Sahabenin ve onları takip eden nesildeki müslümanların din için fedakarlıkları fevkaladedir. Mesela Sad Bin Ebi Vakkas’ın Perslere söylediği şu söz meşhurdur: ” “Sizin dünyayı sevdiğiniz kadar ölümü-ahireti seven bir orduyla size geliyorum.”” Tabi kimse tutunamıyor karşılarında bu adanmışlıkla aşkla cihad ve şehitlik sevgisiyle savaşan ordulara. Ancak daha sonraki dönemlerde müslümanlar gücün verdiği rehavete kapılıp dinlerinde gevşemeye başlamalarıyla beraber kısa süre içerisinde Abbasi devleti dağılmaya başlıyor. Rüşvet, ahlaksızlık vesair fuhşiyat işlenmeye ve Cihad terk edilmeye başlanması, dünya sevgisinin kalplere girmesiyle Abbasi devleti zayıflıyor ve dağılmaya başlıyor.  Müslümanlar dünya hâkimiyetini bir derece kaybediyorlar.
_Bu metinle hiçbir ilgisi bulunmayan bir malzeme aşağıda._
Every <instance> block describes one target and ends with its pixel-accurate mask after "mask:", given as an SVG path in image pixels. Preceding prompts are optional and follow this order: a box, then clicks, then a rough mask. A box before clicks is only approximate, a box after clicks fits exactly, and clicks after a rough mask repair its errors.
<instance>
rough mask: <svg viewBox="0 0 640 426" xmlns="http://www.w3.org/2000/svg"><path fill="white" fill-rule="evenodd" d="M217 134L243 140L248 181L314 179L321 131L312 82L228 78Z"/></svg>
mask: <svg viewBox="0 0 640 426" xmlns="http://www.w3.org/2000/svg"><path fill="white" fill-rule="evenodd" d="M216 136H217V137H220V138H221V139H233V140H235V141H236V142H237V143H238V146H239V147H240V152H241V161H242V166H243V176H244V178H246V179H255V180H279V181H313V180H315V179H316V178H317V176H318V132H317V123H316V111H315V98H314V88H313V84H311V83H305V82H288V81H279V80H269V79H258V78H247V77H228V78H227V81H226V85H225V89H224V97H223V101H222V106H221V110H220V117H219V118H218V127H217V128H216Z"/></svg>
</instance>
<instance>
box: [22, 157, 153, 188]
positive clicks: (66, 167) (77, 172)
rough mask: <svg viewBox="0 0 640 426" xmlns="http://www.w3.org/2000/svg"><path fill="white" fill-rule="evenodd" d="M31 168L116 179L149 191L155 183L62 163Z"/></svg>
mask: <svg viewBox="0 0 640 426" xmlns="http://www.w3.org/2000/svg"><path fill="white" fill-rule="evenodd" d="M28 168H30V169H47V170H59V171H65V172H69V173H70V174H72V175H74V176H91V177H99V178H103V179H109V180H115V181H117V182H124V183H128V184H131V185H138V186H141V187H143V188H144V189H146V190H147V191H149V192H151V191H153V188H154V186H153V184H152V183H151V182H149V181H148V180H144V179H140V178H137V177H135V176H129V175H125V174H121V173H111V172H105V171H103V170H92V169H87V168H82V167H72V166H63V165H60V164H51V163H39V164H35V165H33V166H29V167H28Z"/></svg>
Devamında ki iki yüzyılda müslümanlar dünya hâkimiyetini kaybediyorlarsa da yine de dünyanın en büyük gücü ya müslümanlar veya belki Doğru Roma ve ve Avrupada Fransızların oluşturduğu blok. Müslümanlar dünyanın en büyük güçlerinden biri olsalar da büyük hâkimiyetlerini kaybediyorlar.
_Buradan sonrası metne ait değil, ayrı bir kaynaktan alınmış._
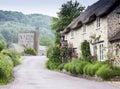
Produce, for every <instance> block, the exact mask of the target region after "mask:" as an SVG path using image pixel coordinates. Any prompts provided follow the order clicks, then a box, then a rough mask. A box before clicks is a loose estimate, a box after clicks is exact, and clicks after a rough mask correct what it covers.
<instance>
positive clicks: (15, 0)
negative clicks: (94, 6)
mask: <svg viewBox="0 0 120 89" xmlns="http://www.w3.org/2000/svg"><path fill="white" fill-rule="evenodd" d="M67 1H69V0H0V10H7V11H19V12H22V13H24V14H33V13H38V14H44V15H49V16H55V17H56V16H57V14H56V13H57V12H59V9H60V7H61V5H62V4H63V3H66V2H67ZM73 1H75V0H73ZM77 1H78V2H79V3H80V4H82V5H83V6H86V7H87V6H88V5H91V4H93V3H94V2H96V1H98V0H77Z"/></svg>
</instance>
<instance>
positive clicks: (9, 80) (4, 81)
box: [0, 54, 13, 84]
mask: <svg viewBox="0 0 120 89" xmlns="http://www.w3.org/2000/svg"><path fill="white" fill-rule="evenodd" d="M12 72H13V62H12V61H11V60H10V57H8V56H6V55H3V54H0V84H6V83H8V82H9V81H10V80H11V79H12Z"/></svg>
Sonrasında şanlı ecdadımızın müslüman olmasıyla, Türkler çok büyük aşk ve şevkle dine tutunuyorlar ve Cihad ruhuyla devletler kurmaya başlıyorlar İslâm davasını büyük bir samimiyetle ve fedakarlıklarla kucaklıyorlar. Akabinde tekrar büyük Selçuklu devletiyle Allah’ın yeryüzüne yine müslümanları varis kıldığını görüyoruz. Gerçekten 11. Yüzyılın en güçlü devleti Büyük Selçuklulardır.
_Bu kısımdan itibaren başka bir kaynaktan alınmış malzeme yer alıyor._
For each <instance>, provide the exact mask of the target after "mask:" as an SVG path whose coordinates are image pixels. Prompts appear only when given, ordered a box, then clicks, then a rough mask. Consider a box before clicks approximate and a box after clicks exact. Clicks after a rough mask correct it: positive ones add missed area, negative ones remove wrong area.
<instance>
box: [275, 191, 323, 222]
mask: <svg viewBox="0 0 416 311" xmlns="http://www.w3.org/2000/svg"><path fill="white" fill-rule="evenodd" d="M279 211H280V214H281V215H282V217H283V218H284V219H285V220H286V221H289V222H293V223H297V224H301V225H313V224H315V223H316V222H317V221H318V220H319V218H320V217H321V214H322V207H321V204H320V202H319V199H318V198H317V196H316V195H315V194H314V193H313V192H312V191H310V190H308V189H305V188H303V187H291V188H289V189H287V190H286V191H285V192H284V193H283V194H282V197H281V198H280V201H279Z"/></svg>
Devamında anadolu ve ortadoğu’da bazı yerlerde irili ufaklı bazı yerlerde güçlü devletlerden oluşan müslüman bloğu olarak hem de doğuda Timur devleti olarak 100 yıl boyunca daha Müslümanlar yeryüzüne varis olmuşlardır.

Bunun devamında Osmanlı dünyayı 3 yüzyıl titretmiştir tabiri caizse kafirleri inim inim inletmiştir. Tabi daha doğuda İran veya Babürler gibi güçlü müslüman devletleri de olduğu düşünülünce aslında İslam çok büyük bir blog halinde dünyanın tartışmasız tek hâkimidir.

Neticede ayetin indiği tarihten sonraki 1000 sene yani 10 asır boyunca 2 -3 yüzyıl hariç en az 700 yıl belki 800 yıl boyunca müslümanlar yeryüzüne varis olmuşlardır.

Varis oldukları dönemlerde dine sıkı sarıldıkları dönemlerdir. Ne zaman dini bırakmışlarsa ve salih olmak yerine dünyaya dalmışlarsa o zaman da kafirler Müslümanlara galebe çalmaya başlamışlardır.

Son 3 yüzyıla bakalım:

Son 3 yüzyılda özellikle son yüzyılda müslümanların Salih olmakla alakası bile kalmadı. En büyük farz olan namaz bile müslümanların çok büyük çoğunluğu tarafından eda edilmemektedir. Müslümanların genel itibariyle yaşam tarzı olarak islâmla alakasını bile kurmak güçleşti.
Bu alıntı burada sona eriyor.